Полная версия
Ордынцы: Зеркало Ахерона. Часть 1

Ордынцы: Зеркало Ахерона
Часть 1
Михаил Ордынский
© Михаил Ордынский, 2025
ISBN 978-5-0067-9326-2 (т. 1)
ISBN 978-5-0067-9327-9
Создано в интеллектуальной издательской системе Ridero
ПРОЛОГ: ПОСЛЕДНЕЕ ПИСЬМО ДЕДА
Холодный дождь стекал по гранитному памятнику, будто сама земля не хотела отпускать того, чьё имя было выбито на камне. «Ордынский» – буквы, глубокие, как шрамы, собирали капли в чёрные ручейки, стекавшие к подножию. Михаил стоял, не чувствуя мокрого воротника, впившегося в шею, и смотрел на гроб, медленно опускавшийся в яму. Он не плакал. Смерть деда была ожидаемой – девяносто три года, инсульт, тихий уход во сне. Но что-то здесь было не так.

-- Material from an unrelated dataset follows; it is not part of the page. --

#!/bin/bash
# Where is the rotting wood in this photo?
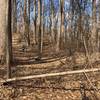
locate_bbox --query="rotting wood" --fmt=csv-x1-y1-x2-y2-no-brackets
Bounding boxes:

Слишком много людей пришло на похороны. Слишком много незнакомых лиц, слишком много взглядов, скользящих по нему, будто проверяя, тот ли он. Старуха в выцветшем платке крестилась, шепча что-то про «проклятых Ордынских». Мужчина в чёрном пальто, слишком новом для такого дня, нервно перебирал чётки, не сводя глаз с гроба. А священник – молодой, с нездешним акцентом – читал молитвы так, будто боялся, что страницы молитвослова в его руках вот-вот зашевелятся сами.
– Земля тебе пухом… – начал было батюшка, но ветер резко рванул листы книги, и тот замолчал, будто слова застряли у него в горле.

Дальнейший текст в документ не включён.